Em 2025, o mercado europeu respondeu por US$ 1,05 bilhão das exportações brasileiras de carne bovina, o equivalente a 5,86% do faturamento do setor. Para contornar as exigências regulatórias, a ABIEC, em conjunto com a Confederação da Agricultura e Pecuária do Brasil (CNA) e a Associação Brasileira das Certificadoras por Auditoria e Rastreabilidade (ABCAR), desenvolveu um protocolo privado de conformidade sanitária que já foi integrado ao plano de ação governamental apresentado ao órgão europeu.

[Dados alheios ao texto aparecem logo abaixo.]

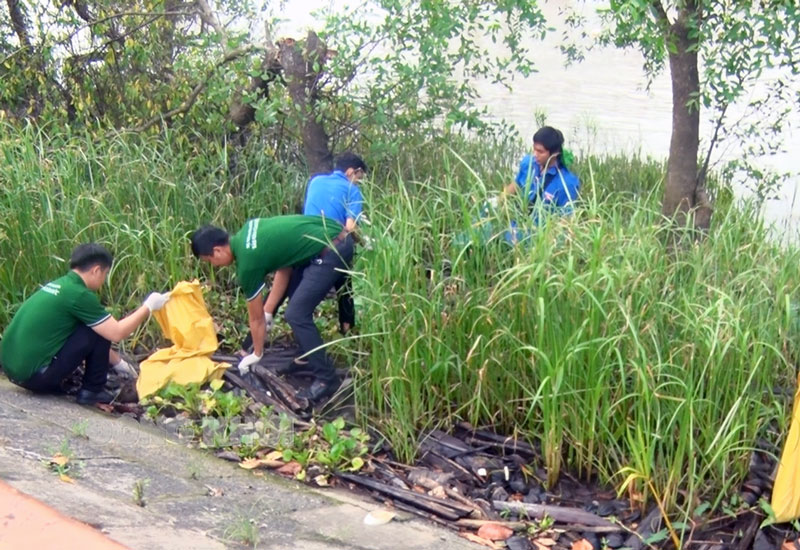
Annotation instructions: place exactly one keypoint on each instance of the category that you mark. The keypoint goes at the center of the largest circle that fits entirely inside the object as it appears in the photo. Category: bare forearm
(257, 331)
(279, 285)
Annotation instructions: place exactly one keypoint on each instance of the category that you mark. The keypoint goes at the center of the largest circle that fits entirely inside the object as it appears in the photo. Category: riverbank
(648, 367)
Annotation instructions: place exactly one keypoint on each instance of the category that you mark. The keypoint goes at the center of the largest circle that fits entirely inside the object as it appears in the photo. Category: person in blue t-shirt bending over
(337, 196)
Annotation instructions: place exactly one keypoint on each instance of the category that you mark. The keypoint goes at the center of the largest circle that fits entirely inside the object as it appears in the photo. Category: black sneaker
(293, 367)
(86, 397)
(319, 390)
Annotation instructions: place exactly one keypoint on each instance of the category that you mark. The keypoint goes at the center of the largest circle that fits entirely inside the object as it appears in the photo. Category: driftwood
(285, 390)
(484, 437)
(275, 391)
(649, 525)
(560, 514)
(431, 484)
(435, 460)
(262, 396)
(442, 508)
(478, 523)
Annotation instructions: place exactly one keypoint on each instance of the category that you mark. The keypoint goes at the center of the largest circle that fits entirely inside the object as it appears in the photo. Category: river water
(602, 105)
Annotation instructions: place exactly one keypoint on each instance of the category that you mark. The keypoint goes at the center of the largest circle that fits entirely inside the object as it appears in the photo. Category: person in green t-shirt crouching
(63, 325)
(309, 255)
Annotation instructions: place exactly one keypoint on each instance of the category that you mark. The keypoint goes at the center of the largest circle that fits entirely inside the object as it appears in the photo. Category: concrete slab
(192, 499)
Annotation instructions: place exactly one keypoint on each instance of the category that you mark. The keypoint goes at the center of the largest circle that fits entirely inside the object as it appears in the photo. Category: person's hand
(125, 370)
(247, 361)
(156, 300)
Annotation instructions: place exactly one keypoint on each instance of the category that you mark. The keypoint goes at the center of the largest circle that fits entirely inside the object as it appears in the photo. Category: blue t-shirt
(333, 196)
(559, 187)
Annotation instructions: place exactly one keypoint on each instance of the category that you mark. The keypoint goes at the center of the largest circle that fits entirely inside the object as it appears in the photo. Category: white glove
(156, 301)
(247, 361)
(366, 242)
(123, 369)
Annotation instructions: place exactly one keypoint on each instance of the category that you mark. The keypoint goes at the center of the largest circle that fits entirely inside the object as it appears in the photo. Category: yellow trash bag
(786, 491)
(186, 322)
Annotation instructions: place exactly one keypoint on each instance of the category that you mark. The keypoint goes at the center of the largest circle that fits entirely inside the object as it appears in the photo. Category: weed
(139, 487)
(243, 529)
(79, 428)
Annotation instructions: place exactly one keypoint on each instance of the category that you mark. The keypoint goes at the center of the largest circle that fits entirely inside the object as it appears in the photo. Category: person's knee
(296, 315)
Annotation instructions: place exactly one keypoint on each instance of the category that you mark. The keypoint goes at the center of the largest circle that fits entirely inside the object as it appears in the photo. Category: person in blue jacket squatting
(337, 196)
(544, 177)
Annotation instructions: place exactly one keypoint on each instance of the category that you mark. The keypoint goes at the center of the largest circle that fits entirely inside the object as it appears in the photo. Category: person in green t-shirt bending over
(309, 255)
(63, 325)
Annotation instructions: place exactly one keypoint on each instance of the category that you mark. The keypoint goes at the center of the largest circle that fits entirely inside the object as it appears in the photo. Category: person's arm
(258, 328)
(280, 283)
(114, 330)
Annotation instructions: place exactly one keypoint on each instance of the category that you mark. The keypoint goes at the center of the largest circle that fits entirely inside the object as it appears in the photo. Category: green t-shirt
(45, 321)
(264, 245)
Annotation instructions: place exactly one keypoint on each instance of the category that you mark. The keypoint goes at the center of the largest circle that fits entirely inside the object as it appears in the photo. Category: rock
(519, 543)
(494, 531)
(518, 485)
(605, 509)
(500, 494)
(228, 455)
(534, 496)
(592, 539)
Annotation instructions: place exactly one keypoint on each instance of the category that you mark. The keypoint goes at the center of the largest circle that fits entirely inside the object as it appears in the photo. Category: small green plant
(79, 428)
(195, 470)
(345, 450)
(139, 488)
(243, 529)
(249, 445)
(539, 526)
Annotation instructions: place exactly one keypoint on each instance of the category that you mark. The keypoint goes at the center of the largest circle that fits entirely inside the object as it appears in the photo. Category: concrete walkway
(193, 500)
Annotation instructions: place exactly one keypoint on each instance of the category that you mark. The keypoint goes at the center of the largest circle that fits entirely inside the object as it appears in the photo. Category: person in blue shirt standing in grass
(337, 196)
(544, 175)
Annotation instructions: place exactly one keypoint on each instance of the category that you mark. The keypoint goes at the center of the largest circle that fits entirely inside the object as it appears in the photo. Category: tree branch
(197, 89)
(660, 12)
(19, 22)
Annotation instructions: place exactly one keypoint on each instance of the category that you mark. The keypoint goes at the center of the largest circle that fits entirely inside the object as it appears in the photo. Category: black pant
(307, 288)
(83, 345)
(345, 303)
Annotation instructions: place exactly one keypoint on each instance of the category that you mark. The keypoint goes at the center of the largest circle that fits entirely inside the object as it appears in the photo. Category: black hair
(206, 238)
(350, 160)
(86, 256)
(549, 138)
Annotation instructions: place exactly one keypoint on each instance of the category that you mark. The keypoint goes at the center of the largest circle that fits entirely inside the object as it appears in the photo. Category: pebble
(500, 494)
(518, 543)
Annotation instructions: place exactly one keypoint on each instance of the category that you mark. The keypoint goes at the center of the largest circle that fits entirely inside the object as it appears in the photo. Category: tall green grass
(625, 356)
(141, 196)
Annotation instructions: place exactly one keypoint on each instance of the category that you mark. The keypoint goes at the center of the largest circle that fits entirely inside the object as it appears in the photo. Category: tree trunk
(302, 70)
(682, 194)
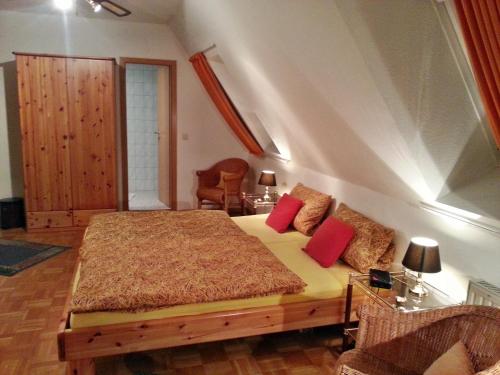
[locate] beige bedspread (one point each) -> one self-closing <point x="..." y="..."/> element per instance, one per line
<point x="138" y="261"/>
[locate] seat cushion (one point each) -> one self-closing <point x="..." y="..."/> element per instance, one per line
<point x="212" y="194"/>
<point x="370" y="243"/>
<point x="329" y="241"/>
<point x="283" y="214"/>
<point x="315" y="206"/>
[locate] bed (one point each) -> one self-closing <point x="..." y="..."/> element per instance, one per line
<point x="85" y="335"/>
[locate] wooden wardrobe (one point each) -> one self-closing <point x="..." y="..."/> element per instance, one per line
<point x="67" y="113"/>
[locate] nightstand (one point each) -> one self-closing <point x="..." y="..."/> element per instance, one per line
<point x="254" y="204"/>
<point x="398" y="298"/>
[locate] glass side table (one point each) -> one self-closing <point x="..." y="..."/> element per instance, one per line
<point x="253" y="204"/>
<point x="398" y="298"/>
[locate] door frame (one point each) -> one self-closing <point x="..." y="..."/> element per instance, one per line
<point x="172" y="64"/>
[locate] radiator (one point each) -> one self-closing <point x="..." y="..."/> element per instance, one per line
<point x="483" y="293"/>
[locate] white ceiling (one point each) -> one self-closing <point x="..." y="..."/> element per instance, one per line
<point x="150" y="11"/>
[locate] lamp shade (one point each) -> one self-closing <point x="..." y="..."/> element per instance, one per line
<point x="422" y="255"/>
<point x="267" y="178"/>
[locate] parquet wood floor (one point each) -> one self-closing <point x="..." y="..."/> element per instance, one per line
<point x="31" y="304"/>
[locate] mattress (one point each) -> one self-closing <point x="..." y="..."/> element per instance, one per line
<point x="322" y="283"/>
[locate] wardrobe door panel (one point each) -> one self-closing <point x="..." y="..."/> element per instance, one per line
<point x="91" y="93"/>
<point x="44" y="129"/>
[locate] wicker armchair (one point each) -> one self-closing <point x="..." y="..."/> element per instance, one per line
<point x="208" y="180"/>
<point x="396" y="343"/>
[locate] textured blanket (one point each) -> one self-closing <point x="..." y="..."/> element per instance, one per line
<point x="140" y="261"/>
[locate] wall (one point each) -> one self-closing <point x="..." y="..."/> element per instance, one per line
<point x="203" y="137"/>
<point x="142" y="117"/>
<point x="366" y="100"/>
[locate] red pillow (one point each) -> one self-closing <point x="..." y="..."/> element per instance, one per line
<point x="329" y="241"/>
<point x="283" y="214"/>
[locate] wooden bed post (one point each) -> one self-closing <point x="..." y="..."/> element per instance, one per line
<point x="81" y="367"/>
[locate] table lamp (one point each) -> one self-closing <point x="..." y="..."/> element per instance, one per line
<point x="422" y="256"/>
<point x="267" y="178"/>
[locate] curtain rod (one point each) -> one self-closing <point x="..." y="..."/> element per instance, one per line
<point x="209" y="48"/>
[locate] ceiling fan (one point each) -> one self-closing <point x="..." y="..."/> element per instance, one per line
<point x="110" y="6"/>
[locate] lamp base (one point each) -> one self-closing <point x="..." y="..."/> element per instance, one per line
<point x="419" y="289"/>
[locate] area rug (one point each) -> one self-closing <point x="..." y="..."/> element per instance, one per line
<point x="16" y="256"/>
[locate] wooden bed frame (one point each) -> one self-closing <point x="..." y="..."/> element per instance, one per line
<point x="82" y="345"/>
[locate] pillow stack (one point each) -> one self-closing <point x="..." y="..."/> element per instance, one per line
<point x="315" y="206"/>
<point x="372" y="246"/>
<point x="283" y="214"/>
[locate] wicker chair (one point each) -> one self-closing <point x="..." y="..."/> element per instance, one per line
<point x="396" y="343"/>
<point x="208" y="180"/>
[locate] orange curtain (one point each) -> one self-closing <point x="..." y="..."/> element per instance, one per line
<point x="224" y="104"/>
<point x="480" y="24"/>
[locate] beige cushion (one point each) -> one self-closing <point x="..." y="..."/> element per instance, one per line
<point x="370" y="246"/>
<point x="455" y="361"/>
<point x="315" y="206"/>
<point x="223" y="174"/>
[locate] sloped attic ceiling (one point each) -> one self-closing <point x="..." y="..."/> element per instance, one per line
<point x="367" y="91"/>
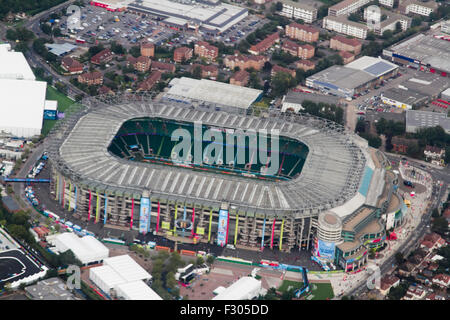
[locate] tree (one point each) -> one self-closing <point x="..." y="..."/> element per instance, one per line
<point x="281" y="83"/>
<point x="387" y="34"/>
<point x="197" y="72"/>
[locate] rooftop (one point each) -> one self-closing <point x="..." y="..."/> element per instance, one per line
<point x="427" y="49"/>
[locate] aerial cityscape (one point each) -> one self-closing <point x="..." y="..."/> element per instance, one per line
<point x="225" y="150"/>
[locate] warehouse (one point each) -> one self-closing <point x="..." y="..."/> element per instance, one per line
<point x="353" y="78"/>
<point x="127" y="268"/>
<point x="246" y="288"/>
<point x="416" y="120"/>
<point x="293" y="100"/>
<point x="136" y="290"/>
<point x="87" y="249"/>
<point x="20" y="114"/>
<point x="401" y="98"/>
<point x="423" y="52"/>
<point x="210" y="16"/>
<point x="212" y="95"/>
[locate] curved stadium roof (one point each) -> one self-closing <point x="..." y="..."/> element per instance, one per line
<point x="331" y="175"/>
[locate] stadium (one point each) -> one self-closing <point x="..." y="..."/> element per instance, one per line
<point x="111" y="163"/>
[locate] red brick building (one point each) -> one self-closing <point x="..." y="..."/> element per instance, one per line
<point x="305" y="65"/>
<point x="91" y="78"/>
<point x="244" y="62"/>
<point x="209" y="71"/>
<point x="182" y="54"/>
<point x="141" y="63"/>
<point x="265" y="44"/>
<point x="342" y="43"/>
<point x="103" y="56"/>
<point x="163" y="67"/>
<point x="150" y="82"/>
<point x="205" y="50"/>
<point x="347" y="57"/>
<point x="71" y="65"/>
<point x="276" y="68"/>
<point x="147" y="49"/>
<point x="302" y="32"/>
<point x="240" y="78"/>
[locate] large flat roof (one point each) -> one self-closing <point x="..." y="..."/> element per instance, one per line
<point x="427" y="49"/>
<point x="21" y="114"/>
<point x="213" y="92"/>
<point x="331" y="175"/>
<point x="220" y="16"/>
<point x="13" y="65"/>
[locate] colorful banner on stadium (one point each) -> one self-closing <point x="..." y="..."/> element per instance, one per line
<point x="144" y="217"/>
<point x="326" y="250"/>
<point x="165" y="225"/>
<point x="222" y="228"/>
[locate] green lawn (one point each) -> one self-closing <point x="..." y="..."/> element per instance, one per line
<point x="320" y="291"/>
<point x="64" y="103"/>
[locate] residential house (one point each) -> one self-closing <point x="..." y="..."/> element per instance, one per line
<point x="91" y="78"/>
<point x="240" y="78"/>
<point x="182" y="54"/>
<point x="103" y="56"/>
<point x="71" y="65"/>
<point x="205" y="50"/>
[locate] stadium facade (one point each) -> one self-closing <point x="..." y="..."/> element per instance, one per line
<point x="340" y="174"/>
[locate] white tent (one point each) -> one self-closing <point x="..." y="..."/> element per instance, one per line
<point x="105" y="278"/>
<point x="246" y="288"/>
<point x="136" y="290"/>
<point x="127" y="268"/>
<point x="87" y="250"/>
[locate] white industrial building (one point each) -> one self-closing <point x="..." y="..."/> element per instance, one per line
<point x="212" y="95"/>
<point x="21" y="114"/>
<point x="87" y="249"/>
<point x="136" y="290"/>
<point x="246" y="288"/>
<point x="123" y="278"/>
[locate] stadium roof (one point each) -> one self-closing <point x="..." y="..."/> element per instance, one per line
<point x="331" y="175"/>
<point x="21" y="114"/>
<point x="136" y="290"/>
<point x="375" y="66"/>
<point x="213" y="92"/>
<point x="242" y="289"/>
<point x="127" y="268"/>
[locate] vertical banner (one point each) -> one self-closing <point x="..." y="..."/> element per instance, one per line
<point x="175" y="220"/>
<point x="193" y="220"/>
<point x="157" y="217"/>
<point x="90" y="202"/>
<point x="70" y="195"/>
<point x="63" y="191"/>
<point x="132" y="213"/>
<point x="209" y="228"/>
<point x="236" y="229"/>
<point x="264" y="230"/>
<point x="97" y="209"/>
<point x="105" y="216"/>
<point x="222" y="229"/>
<point x="75" y="199"/>
<point x="281" y="234"/>
<point x="144" y="215"/>
<point x="273" y="232"/>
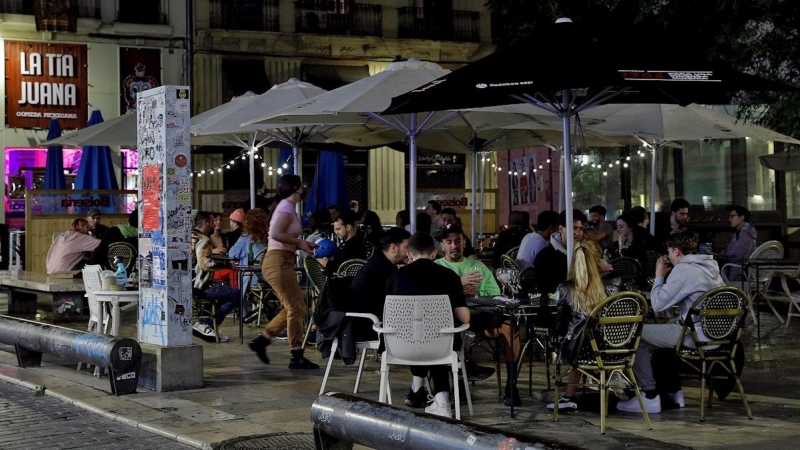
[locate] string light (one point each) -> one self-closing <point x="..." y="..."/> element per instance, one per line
<point x="244" y="156"/>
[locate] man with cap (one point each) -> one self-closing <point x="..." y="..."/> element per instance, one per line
<point x="96" y="229"/>
<point x="477" y="280"/>
<point x="533" y="243"/>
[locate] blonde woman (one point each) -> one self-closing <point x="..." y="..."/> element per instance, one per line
<point x="577" y="296"/>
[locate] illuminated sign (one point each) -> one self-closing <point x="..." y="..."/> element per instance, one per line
<point x="45" y="81"/>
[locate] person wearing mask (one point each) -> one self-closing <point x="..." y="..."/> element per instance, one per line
<point x="237" y="220"/>
<point x="510" y="237"/>
<point x="124" y="232"/>
<point x="533" y="243"/>
<point x="576" y="298"/>
<point x="96" y="229"/>
<point x="743" y="242"/>
<point x="278" y="271"/>
<point x="68" y="250"/>
<point x="598" y="229"/>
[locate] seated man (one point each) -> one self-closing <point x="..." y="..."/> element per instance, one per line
<point x="124" y="232"/>
<point x="691" y="275"/>
<point x="533" y="243"/>
<point x="96" y="229"/>
<point x="226" y="297"/>
<point x="68" y="249"/>
<point x="743" y="242"/>
<point x="369" y="285"/>
<point x="423" y="277"/>
<point x="477" y="280"/>
<point x="351" y="247"/>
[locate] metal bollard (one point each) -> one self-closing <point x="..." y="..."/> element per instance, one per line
<point x="341" y="418"/>
<point x="121" y="356"/>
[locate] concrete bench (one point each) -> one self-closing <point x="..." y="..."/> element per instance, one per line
<point x="122" y="357"/>
<point x="69" y="303"/>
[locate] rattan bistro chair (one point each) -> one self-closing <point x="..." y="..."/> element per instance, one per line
<point x="350" y="267"/>
<point x="607" y="346"/>
<point x="720" y="313"/>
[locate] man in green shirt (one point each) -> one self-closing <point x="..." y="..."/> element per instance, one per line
<point x="477" y="280"/>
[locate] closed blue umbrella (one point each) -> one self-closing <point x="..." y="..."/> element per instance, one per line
<point x="285" y="156"/>
<point x="96" y="171"/>
<point x="330" y="183"/>
<point x="54" y="167"/>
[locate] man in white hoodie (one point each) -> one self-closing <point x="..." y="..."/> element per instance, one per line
<point x="690" y="276"/>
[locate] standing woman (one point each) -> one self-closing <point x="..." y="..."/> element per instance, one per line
<point x="278" y="270"/>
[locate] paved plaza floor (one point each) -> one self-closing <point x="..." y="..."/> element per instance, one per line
<point x="243" y="397"/>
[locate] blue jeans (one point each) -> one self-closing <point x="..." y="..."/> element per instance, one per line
<point x="226" y="299"/>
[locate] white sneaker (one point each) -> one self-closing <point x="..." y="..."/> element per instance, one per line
<point x="651" y="405"/>
<point x="677" y="398"/>
<point x="440" y="409"/>
<point x="204" y="330"/>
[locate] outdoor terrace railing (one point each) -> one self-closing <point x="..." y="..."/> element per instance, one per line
<point x="89" y="9"/>
<point x="252" y="15"/>
<point x="332" y="17"/>
<point x="148" y="12"/>
<point x="452" y="25"/>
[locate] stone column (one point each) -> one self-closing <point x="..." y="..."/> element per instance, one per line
<point x="170" y="360"/>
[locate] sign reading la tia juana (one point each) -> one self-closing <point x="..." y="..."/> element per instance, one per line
<point x="45" y="81"/>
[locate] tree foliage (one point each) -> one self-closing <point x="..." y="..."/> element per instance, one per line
<point x="755" y="36"/>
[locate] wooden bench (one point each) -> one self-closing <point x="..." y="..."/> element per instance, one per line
<point x="69" y="303"/>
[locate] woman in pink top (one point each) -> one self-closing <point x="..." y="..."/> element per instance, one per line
<point x="278" y="270"/>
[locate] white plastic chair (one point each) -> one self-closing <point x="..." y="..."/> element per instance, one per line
<point x="92" y="282"/>
<point x="753" y="285"/>
<point x="794" y="298"/>
<point x="360" y="345"/>
<point x="418" y="331"/>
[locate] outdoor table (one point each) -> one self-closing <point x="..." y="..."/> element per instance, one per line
<point x="245" y="272"/>
<point x="758" y="265"/>
<point x="114" y="298"/>
<point x="512" y="309"/>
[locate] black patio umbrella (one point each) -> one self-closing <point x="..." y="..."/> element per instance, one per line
<point x="566" y="69"/>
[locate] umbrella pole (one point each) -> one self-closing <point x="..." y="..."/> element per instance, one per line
<point x="653" y="185"/>
<point x="567" y="175"/>
<point x="296" y="163"/>
<point x="412" y="173"/>
<point x="253" y="149"/>
<point x="483" y="196"/>
<point x="474" y="194"/>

A restrição imposta por Bruxelas foca no uso de antibióticos e medicamentos veterinários que coincidem com os empregados na medicina humana, exigindo histórico documental desde o nascimento dos bovinos. Segundo a ABIEC, o bloqueio atinge uma demanda de alto valor agregado composta por cortes nobres — como filé-mignon e contrafilé —, cuja substituição comercial para outros grandes compradores, como a China, não ocorre de forma imediata.
A decisão da União Europeia afeta também a cadeia de carne de frango e mel, que passam por auditorias técnicas. O governo brasileiro e as lideranças do agronegócio mantêm negociações diretas com a Comissão Europeia com o objetivo de restabelecer a habilitação das plantas frigoríficas e normalizar o fluxo comercial para os países membros do bloco.